Parting from my boy was heartbreaking, simply because I so enjoy his presence with us. At the same time, I know that he needs to advance in maturity and responsibility. I trust that the God he and I honor and serve will guide and provide for Jonathan as surely as he has done the same for me. Katherine and I don’t know when we will see him again, given the circumstances of the pandemic and the nature of his vocation. When that day comes, though, you will be hard-pressed to find two happier people on this planet! (Oh, I suppose his brother will be happy, too.)

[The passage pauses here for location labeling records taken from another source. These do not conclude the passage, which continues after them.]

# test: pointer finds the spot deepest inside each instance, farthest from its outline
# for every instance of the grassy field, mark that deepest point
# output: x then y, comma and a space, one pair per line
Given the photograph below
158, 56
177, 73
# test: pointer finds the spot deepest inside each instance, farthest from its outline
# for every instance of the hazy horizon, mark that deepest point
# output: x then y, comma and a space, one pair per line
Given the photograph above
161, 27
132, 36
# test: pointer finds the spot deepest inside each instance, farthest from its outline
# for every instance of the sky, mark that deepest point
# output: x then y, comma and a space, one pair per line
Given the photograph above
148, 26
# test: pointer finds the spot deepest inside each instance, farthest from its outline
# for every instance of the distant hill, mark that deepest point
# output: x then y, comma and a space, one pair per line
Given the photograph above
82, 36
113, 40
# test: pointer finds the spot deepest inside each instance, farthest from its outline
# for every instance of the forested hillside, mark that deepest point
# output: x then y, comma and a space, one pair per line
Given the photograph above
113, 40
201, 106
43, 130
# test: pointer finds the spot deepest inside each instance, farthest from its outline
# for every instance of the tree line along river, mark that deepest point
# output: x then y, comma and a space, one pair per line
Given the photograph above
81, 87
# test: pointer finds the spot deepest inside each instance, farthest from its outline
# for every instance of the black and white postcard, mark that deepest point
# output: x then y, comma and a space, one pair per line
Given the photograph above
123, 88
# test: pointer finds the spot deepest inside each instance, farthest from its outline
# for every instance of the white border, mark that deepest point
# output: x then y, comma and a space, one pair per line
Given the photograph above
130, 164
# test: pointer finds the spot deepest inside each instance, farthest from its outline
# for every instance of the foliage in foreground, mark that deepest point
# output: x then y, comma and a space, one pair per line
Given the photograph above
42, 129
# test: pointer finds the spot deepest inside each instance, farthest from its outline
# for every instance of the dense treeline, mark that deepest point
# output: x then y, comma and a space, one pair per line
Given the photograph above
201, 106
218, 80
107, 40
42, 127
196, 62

Thank you for being a part of the 25 years that I’ve spent with Wycliffe. There’s more to come, it seems, so please don’t cease in your support for me, my family, and Wycliffe’s vision for Bible translation. It’s never too late to start, either! If you want to make a beginning, please click the “Join Us” link on the site. Herzlichen Dank!

The disassembled assembly

Last month, Wycliffe Germany held its annual Mitgliederversammlung (a.k.a. MV), or “member conference”, which is open to the members who find themselves in Germany at the time. The word Versammlung also means “assembly”. Under the present circumstances, most people around the world are stretching their minds to assimilate the ways in which “assembling” now occurs. This year’s MV was no exception; it was the first time in which the members assembled virtually.

Just as “one does not simply walk into Mordor”, one does not simply hold a video conference with dozens of people. A small group of us began planning and testing the technical aspects of the conference a few weeks in advance. We chose to use the Zoom platform—a little ditty that may be familiar to you now. Roles for the meeting were assigned, and we defined the process for approving motions.

My role was to manage the Zoom meeting itself. To prepare, I conducted meetings with myself and my various devices, practicing every step and function. I even objected to some of my own motions. The week before the MV, I hosted practice sessions for members who were unfamiliar with Zoom or who simply wanted to be certain that their device would work well.

On the day of the MV, we started the meeting early to allow time for everyone to join and work out any bugs. The only people in the conference room were the meeting crew, the leadership team, and the members of the executive and advisory boards. Everyone else took part from other conference rooms, apartments on the center, and private homes throughout Germany. For taking the roll and recording votes, I had help from my own lovely assistant, from whom I did not need to keep my distance:

Katherine and I often worked frantically to stay on top of things during the MV.
Photo courtesy of Kai Günther, my boss, who seems to think he can take pictures of his underlings whenever he wants. 😉

The other folks who crewed with us are also lovely people, I might add. In fact, Wycliffe Germany’s full assembly of members, staff, boards, and supporters is an altogether lovely group. We’re especially impressed by the way in which they conduct themselves during these gatherings.

In all, I think we had 106 people attend the conference. As each person or couple connected, the existing participants took note of the newcomers, greeted them, and began chatting. A Zoom full of laughter, smiles, and happy voices was a clear sign that the challenges of the pandemic would not bring this group down.

Most of you reading this didn’t take part in that meeting—or did you? When you pray for us, when you support our ministry financially—you take part in everything that we do. You help us to help them to do what they do—and what they do enables the Gospel and the Kingdom of God to spread and to deepen. Thank you! There’s no virus on earth, now or ever, that’s going to prevent that. May the Lord our God keep you and yours healthy!